Switzerland’s Healthcare Dilemma: Rising Insurance Premiums and the Quest for Efficiency
Health Insurance Premiums Set to Rise
Switzerland is grappling with a major increase in health insurance premiums, with an average rise of 8.7% expected in 2024. The announcement of this hike has stirred controversy, leading to criticism of Federal Councillor Alain Berset who announced the increase. Health insurance associations, Santésuisse and Curafutura, have expressed their dissatisfaction, accusing Berset and the Federal Department of Home Affairs (EDI), which he heads, of failing to fully utilise potential savings in the health sector. They argue that additional savings could have been achieved, particularly in the area of medication, and propose that the list of healthcare services needs to be revised.
Discontent over Missed Savings Opportunities
Curafutura blames the postponed reforms for the current predicament faced by premium payers. The EDI is accused of not adequately utilising its capacity to decrease costs. Curafutura is specifically discontented with how the EDI is promoting margin revision. The association believes that if properly executed, this would ensure that pharmacists and doctors do not earn significantly more from the original drug than from the generic version, leading to an immediate cost reduction of 60 million francs. Additionally, they argue that increased distribution of generic drugs could have saved several hundred million francs more.
Potential Cost Reduction Strategies
Curafutura also suggests that the introduction of the Tardoc doctor’s tariff could help lower costs. The association believes that revisiting the list of services in compulsory basic insurance also has potential, as it covers 98% of all services. On the other hand, Santésuisse demands an immediate halt to the expansion of the list of services. According to them, significant cost increases in medication, care, psychotherapy, and physiotherapy in 2023 justify the 8.7% increase in 2024.
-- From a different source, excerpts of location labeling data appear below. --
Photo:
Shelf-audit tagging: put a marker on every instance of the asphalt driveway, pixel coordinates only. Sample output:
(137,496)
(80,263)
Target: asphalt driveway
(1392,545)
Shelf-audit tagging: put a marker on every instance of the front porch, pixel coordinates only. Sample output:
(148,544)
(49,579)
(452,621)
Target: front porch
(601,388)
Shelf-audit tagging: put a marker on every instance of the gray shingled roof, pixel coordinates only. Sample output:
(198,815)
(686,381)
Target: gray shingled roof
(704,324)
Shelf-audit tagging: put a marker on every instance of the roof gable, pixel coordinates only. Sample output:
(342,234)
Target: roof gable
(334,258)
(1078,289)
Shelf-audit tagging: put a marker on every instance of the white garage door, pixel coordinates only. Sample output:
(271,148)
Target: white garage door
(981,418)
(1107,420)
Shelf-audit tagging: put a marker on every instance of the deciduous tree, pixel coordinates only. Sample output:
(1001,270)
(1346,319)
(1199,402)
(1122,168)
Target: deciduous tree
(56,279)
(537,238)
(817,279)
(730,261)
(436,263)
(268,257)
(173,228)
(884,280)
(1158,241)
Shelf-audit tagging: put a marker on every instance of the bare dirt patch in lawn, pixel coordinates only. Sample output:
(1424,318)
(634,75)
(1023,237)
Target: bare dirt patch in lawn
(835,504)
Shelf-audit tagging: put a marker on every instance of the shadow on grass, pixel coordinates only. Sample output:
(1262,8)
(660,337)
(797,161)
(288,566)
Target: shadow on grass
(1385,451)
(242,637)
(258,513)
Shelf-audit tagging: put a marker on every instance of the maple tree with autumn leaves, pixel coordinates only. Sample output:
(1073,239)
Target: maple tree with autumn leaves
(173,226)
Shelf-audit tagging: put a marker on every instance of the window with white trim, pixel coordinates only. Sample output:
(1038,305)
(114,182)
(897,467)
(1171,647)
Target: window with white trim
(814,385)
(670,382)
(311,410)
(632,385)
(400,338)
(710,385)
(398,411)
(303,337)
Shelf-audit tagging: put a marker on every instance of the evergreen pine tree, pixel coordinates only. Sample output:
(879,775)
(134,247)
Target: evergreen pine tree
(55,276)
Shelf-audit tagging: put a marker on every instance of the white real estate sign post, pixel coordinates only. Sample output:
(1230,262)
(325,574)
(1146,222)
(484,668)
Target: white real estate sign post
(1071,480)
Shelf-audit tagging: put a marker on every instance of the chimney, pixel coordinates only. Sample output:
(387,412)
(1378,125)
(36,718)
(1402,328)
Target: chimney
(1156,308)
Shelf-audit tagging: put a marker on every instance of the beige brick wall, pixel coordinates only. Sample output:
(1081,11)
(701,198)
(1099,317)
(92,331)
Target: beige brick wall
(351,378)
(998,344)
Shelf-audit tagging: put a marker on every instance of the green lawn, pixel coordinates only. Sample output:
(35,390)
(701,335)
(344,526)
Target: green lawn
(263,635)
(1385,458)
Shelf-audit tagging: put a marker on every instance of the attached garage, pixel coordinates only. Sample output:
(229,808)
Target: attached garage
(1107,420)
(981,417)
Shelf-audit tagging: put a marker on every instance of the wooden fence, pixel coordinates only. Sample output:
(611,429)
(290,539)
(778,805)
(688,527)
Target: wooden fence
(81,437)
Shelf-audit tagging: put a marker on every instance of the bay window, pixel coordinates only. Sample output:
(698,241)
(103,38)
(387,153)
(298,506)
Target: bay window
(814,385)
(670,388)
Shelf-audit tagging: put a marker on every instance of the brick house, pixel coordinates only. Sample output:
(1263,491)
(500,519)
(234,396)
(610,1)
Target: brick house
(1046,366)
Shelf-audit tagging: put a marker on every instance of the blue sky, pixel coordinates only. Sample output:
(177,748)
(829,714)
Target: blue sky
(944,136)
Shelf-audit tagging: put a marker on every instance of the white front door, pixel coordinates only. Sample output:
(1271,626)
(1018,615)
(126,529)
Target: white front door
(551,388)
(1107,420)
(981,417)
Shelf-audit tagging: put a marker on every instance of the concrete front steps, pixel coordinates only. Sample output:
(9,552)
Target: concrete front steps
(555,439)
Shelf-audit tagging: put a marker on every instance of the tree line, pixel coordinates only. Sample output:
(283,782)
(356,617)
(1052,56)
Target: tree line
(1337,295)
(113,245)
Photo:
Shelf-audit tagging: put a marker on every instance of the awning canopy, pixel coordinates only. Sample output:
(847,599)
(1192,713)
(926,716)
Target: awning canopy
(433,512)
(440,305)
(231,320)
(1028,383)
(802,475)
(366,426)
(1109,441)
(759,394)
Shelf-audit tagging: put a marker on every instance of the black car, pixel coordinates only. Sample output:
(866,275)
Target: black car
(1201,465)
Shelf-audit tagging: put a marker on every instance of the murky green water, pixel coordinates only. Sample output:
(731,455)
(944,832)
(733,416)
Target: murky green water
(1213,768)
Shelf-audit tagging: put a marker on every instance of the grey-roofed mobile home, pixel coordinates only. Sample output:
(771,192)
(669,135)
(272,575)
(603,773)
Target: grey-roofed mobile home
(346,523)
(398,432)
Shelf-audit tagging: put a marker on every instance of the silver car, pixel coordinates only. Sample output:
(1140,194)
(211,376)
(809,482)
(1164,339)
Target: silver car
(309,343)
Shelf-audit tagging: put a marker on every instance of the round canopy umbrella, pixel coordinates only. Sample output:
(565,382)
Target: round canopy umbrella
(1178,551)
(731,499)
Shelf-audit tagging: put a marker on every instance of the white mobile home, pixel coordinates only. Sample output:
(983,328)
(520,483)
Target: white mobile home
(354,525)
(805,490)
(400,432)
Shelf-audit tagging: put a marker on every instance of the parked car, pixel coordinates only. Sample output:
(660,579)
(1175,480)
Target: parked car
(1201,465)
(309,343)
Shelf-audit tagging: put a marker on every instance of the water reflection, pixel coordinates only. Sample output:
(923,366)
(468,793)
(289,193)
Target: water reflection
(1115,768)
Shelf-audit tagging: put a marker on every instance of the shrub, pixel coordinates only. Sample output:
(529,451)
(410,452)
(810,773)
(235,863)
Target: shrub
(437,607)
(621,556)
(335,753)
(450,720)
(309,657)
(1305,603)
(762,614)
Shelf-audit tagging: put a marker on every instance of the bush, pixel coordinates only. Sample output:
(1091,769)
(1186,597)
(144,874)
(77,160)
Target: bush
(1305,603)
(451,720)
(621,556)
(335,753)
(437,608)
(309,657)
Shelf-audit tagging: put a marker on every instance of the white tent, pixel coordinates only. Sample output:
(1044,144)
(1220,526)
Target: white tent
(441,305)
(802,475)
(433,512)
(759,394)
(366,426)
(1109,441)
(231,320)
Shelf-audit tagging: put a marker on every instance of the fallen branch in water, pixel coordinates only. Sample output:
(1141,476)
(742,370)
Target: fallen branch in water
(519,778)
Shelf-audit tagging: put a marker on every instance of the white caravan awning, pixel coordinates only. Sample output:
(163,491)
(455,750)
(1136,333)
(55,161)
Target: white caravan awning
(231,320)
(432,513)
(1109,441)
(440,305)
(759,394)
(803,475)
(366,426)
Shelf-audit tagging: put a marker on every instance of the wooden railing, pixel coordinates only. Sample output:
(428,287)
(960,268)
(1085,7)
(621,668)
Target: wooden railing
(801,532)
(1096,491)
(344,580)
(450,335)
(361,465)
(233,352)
Reforms: The Need of the Hour
Santésuisse underlines the need for reforms, such as reducing laboratory tariffs and medication prices to match the level of other European countries, and promoting the use of generic drugs. They estimate these measures would save well over a billion francs. In the medium and long term, they call for significant improvements in supply planning by the cantons at hospitals and among doctors.
The Larger Picture
As the debate over health insurance premiums rages on, it is important to remember the larger picture. The healthcare system is a complex entity, influenced by a wide variety of factors including the cost of medication, the availability and use of generic drugs, and the scope and efficiency of healthcare services. While the proposed increase in premiums puts additional financial strain on the Swiss public, it also highlights the urgent need for reforms and more efficient practices in the health sector. But the road to reform is fraught with challenges, and it will require a concerted effort from all stakeholders to navigate this path successfully.